On 23 September 2021, he was named 'Community Champion of the Year' in the Pride of Jersey Awards in recognition of his journalistic work throughout the COVID-19 pandemic in Jersey.

== Personal life ==
Gary married his long-term partner Alan Stirling in 2018, becoming the first same-sex couple in Jersey to convert a civil partnership to a marriage after the island legalised same-sex marriage. They had held an unofficial wedding ceremony in March, before the law came into effect.

==Illness and death==
In 1999 when he was aged 23, Burgess was diagnosed with testicular cancer, which spread to his chest and lungs, receiving three months of chemotherapy. In 2014, the cancer had returned to his lungs and, in 2015, he had parts of his right lung removed. He underwent further surgery in August 2016 to remove cancerous tissue between his heart and windpipe. He went on to become a figure head for campaigns by cancer charities including Macmillan Cancer Support and Cancer Research UK.

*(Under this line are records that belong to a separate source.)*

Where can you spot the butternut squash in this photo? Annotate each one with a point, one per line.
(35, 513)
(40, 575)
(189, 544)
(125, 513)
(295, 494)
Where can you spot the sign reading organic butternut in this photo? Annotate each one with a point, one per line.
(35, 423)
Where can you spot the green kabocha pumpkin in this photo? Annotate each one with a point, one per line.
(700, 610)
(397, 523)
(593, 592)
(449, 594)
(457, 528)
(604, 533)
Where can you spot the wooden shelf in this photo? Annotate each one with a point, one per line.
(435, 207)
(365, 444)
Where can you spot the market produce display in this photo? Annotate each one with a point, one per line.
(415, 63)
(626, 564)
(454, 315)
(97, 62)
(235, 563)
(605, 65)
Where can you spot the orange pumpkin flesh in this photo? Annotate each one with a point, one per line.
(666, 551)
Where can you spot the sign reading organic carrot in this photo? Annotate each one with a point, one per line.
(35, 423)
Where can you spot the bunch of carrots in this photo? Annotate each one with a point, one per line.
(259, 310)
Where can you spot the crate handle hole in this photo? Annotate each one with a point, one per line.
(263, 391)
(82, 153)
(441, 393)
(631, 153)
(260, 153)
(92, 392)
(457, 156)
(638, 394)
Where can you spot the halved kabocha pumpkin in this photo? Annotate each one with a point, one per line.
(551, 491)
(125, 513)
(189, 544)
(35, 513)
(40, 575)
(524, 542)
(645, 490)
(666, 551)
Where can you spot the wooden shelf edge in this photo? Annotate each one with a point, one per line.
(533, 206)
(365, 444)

In 2016, Burgess began to suffer from exhaustion, brain fog, headaches and nausea. In January 2017, he was signed off work for 18 months and was eventually diagnosed as having myalgic encephalomyelitis (ME), also known as chronic fatigue syndrome. He set up a blog to share his experiences of living with the condition, and confessed to having suicidal thoughts.

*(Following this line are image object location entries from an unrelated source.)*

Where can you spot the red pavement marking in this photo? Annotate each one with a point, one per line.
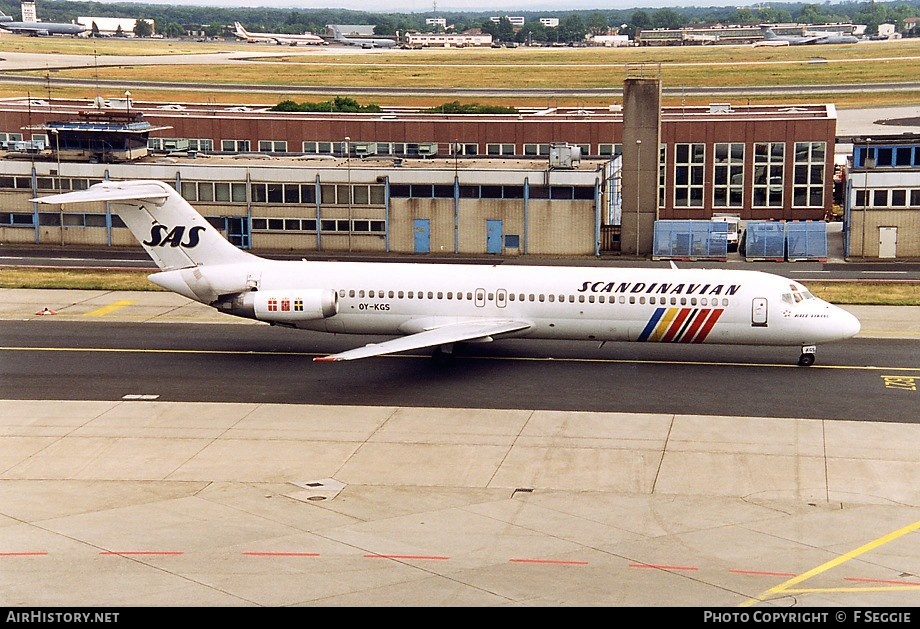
(563, 562)
(431, 557)
(37, 553)
(141, 552)
(763, 573)
(279, 554)
(885, 581)
(661, 567)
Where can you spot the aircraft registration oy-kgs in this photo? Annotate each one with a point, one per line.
(436, 306)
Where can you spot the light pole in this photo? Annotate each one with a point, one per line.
(868, 162)
(638, 169)
(348, 173)
(57, 153)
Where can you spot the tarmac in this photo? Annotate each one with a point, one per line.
(132, 503)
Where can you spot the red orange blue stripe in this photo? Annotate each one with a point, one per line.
(680, 325)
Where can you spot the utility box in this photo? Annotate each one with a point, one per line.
(564, 156)
(363, 149)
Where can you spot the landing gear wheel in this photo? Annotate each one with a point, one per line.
(443, 355)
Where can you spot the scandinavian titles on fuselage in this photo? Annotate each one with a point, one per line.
(659, 288)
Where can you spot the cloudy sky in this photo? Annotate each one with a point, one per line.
(427, 6)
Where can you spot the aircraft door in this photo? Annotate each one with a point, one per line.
(759, 312)
(238, 231)
(494, 236)
(422, 235)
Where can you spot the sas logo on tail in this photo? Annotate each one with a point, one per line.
(161, 235)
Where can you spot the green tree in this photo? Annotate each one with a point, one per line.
(530, 32)
(811, 14)
(640, 21)
(173, 29)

In October 2019, a CT scan showed five inoperable tumours between his lungs and around his trachea and oesophagus, requiring salvage therapy.

On 3 November 2020, in the midst of the COVID-19 pandemic, Burgess was told in a video call with his oncology consultant in Southampton that his cancer was terminal with no treatment available, and that he would have six to twelve months to live. He retired from broadcasting in August 2021 to focus on his health and wellbeing. Shortly after his final ITV report and radio show, he was awarded a Silver Seal by Jersey's Bailiff, Timothy Le Cocq, in recognition of his contribution to island life.

Burgess had been open about his experience of cancer through a blog, newspaper articles and television interviews and sought to address a taboo about death.

He died from cancer on 1 January 2022 at Jersey Hospice Care, at the age of 46.

== Legacy ==
A Pride of Jersey award was created in his memory, to be awarded to "an inspirational person who has selflessly stepped up to support islanders and bring people together". In 2022, the inaugural award went to Ben Mason who raised money after his 14-year-old sister took her own life. In 2023, it was awarded posthumously to Dean Lowe, an inclusion campaigner, fundraiser and disability champion. In 2023, the posthumous winner was Simon Boas, a humanitarian whose inspirational writings after his own terminal diagnosis were turned into a book.